Dopo soltanto pochi giorni dalla protesta effettuata da alcuni detenuti, ospiti della Casa Circondariale di Campobasso, tornano le riflessioni, certamente non più a caldo ma più meditate, da parte di due soggetti che hanno pieno titolo ad esprimere le loro opinioni, l’Associazione Antigone, che si occupa nel paese e dunque nel Molise delle condizioni dei detenuti e il Sindacato Polizia Penitenziaria, che invece si occupa della tutela sindacale dei dipendenti, nello specifico degli Agenti.
Per Antigone Molise interviene Gian Mario Fazzini, che comunica subito la decisione di una ulteriore visita nel Carcere di Campobasso, nell’ambito del progetto per l’Osservatorio che da oltre vent’anni svolge per monitorare il livello di attenzione sui diritti dei detenuti.

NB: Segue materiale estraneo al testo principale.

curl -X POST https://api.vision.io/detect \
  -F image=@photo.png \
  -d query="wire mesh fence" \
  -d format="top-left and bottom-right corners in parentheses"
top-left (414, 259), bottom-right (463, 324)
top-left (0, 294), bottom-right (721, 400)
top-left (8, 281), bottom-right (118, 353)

Riporta, comunque, la situazione all’interno della struttura, quella che chiama “una galera edificata nel 1830, a pianta pentagonale,che rende inaccettabili le condizioni di vita sia per chi ci vive che per chi ci lavora, indicando proprio nel Corpo di Polizia Penitenziaria il primo bisogno di tutela ed attenzione, indirizzando la piena solidarietà agli uomini attraverso il plauso al Comandante Ettore Tomassi “per la professionalità dimostrata dagli Agenti e per la loro umanità”, qualità etiche descritte anche e soprattutto dalla maggior parte delle persone detenute.
Sottolinea però lo stato di precarietà, con 170 detenuti inseriti in una struttura che ne può ospitare 106, dove il 60% è trattato con psicofarmaci e dove tanto è fatiscente, con le attività sociali e culturali ai minimi termini.
La conclusione è lapidaria: il Carcere di Campobasso va chiuso!
Per il Sindacato Polizia penitenziaria torna ad intervenire il suo Segretario Generale, Aldo Di Giacomo, che annuncia anch’egli una visita per giovedì 30 maggio.
Afferma, che dopo gli eventi di protesta, “nessuno dei vertici dell’amministrazione Penitenziaria si è preoccupato di verificare in quali condizioni versa il reparto interessato dai disordini”.
“E’ bene sapere” – continua – “che i facinorosi hanno dato fuoco a materassi e suppellettili e che i roghi sono stati appiccati non all’interno delle camere detentive, le celle, ma nel corridoio della Sezione. Nel corso dei disordini hanno distrutto l’ufficio in uso alla Polizia Penitenziaria e con esso anche i sistemi di video sorveglianza e il bagno in uso al personale di Polizia”.
Una questione che per il Segretario Di Giacomo è grave, soprattutto perché, a suo dire, “l’Amministrazione tratta i suoi dipendenti come le vittime sacrificali di un sistema ormai allo sbando”.
Anch’egli è comunque lapidario, quanto afferma che “il Reparto deve essere chiuso e il personale non può essere impiegato in servizio ed obbligato a svolgere la propria opera in un ambiente malsano e privo di sicurezza”.